Depuis vendredi, les polémiques ne désenflent pas à Libreville, chaque partie accusant l'autre d'être responsable de la situation.
Le 16 février, des forces de l'ordre ont "réquisitionné" les locaux de la Société d'énergie et d'eau du Gabon (SEEG, filiale de Veolia détenue à 51% par l'entreprise française), mettant de facto un terme au management de Veolia.
Depuis, les commentaires se multiplient et les rumeurs vont bon train dans la capitale gabonaise. Est-ce un geste politique ? Une réquisition légale ? Quelle est la part de responsabilité de Veolia dans les innombrables coupures d'eau et de courant ? Que va-t-il se passer ensuite ?
Face à ces questions, le pouvoir a multiplié les interventions dans les médias: le directeur de cabinet du président Ali Bongo et les ministres de l'Eau et de la Communication se sont tour à tour exprimés. Ces deux derniers n'ont cessé d'assurer de la légalité de la procédure comme de la responsabilité de Veolia.
"Nous avons réquisitionné la SEEG pour motif d'intérêt général. Dans tous les contrats juridiques, cette possibilité existe", a asséné lundi le ministre de l'Eau et de l'Energie, Patrick Eyogo Edzang dans la presse locale.
Pour sa part, Veolia estime qu'"il s'agit ici d'une rupture unilatérale de contrat sans fondement juridique, au mépris de la loi", selon le Secrétaire Général du Groupe Veolia, Helman le Pas de Sécheval à l'AFP, qui affirme que Veolia est "victime d’une expropriation brutale de la part de l’Etat gabonais" et "examine les conséquences juridiques de cette situation".
'Négociations'
Veolia, présent au Gabon depuis 1997, avait signé mi-2017 avec l'Etat un avenant au contrat initial qui les liait pour 20 ans. Cet avenant prolongeait de cinq ans le partenariat entre les deux parties pour une période de "transition", tout en ouvrant la porte à des renégociations des termes du contrat initial.
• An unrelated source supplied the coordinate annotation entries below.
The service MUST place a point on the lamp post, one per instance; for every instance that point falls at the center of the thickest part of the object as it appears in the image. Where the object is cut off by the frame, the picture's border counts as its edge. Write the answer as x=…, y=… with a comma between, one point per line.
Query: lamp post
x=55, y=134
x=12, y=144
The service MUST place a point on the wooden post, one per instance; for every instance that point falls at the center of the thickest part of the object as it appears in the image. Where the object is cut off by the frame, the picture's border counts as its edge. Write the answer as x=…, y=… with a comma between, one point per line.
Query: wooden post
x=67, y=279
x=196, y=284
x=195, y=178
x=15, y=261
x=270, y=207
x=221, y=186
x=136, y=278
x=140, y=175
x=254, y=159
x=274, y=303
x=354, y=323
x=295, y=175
Celles-ci sont aujourd'hui au coeur de la polémique.
Veolia explique que des propositions avaient été faites début 2017 par l'entreprise à l'Etat, qui les avait refusé. "Malheureusement, ce refus n'a pas été suivi par la préparation" d'un nouvel appel d'offres, avait à l'époque déclaré M. Mapangou, alors ministre de l'Eau, reconnaissant "une certaine négligence de la part de l'Etat".
De nouvelles négociations ont eu lieu fin 2017, sans réussite. "Veolia a quitté la table des négociations" en octobre, a affirmé l'Etat lundi.
>> Lire aussi : Fin de contrat avec la Société d'énergie et d'eau au Gabon
La SEEG est souvent critiquée pour les nombreuses coupures de courant et autres pénuries d'eau à Libreville et en provinces.
"On ne peut produire d'eau si on n'a pas d'usine... Et cela, c'était du ressort de l'Etat", selon M. le Pas de Sécheval, qui avance que les règles du contrat initial en termes d'investissements étatiques "n'ont pas été respectées".
Libreville assure de son côté que "les Gabonais ont mis la main à la poche pour financer les installations", selon M. Eyogo.
Autre point de discorde: les investissements de l'entreprise française, que le Gabon juge "pas au rendez-vous". Réponse de l'entreprise: Veolia assure avoir investi dans la SEEG trois fois plus que ce que le contrat initial prévoyait.
"Depuis 20 ans, c'est un demi-milliard d'euros que Veolia a investi au Gabon, soit le plus gros investissement de la part d'une société étrangère (au Gabon) qui ne soit pas un pétrolier", explique Helman le Pas de Sécheval.
Mardi, le billet d'humeur "Makaya" de L'Union, journal réputé proche de la présidence, indiquait qu'il "faut mettre fin à ce néocolonialisme économique, qu'on veut perpétuer dans nos pays pour continuer à piller nos matières premières et s'enrichir sur le dos de nos pôvres (sic) populations".
La nouvelle équipe dirigeante de la SEEG a été présentée lundi par le ministre Eyogo au siège de l'entreprise. "Mais ils s'y connaissent, au moins?", s'agace Jean, 30 ans et fonctionnaire, qui ne cache pas sa crainte de constater dans les prochains jours de nouvelles coupures liées à "ce remue-ménage qui va forcément coûter aux Gabonais".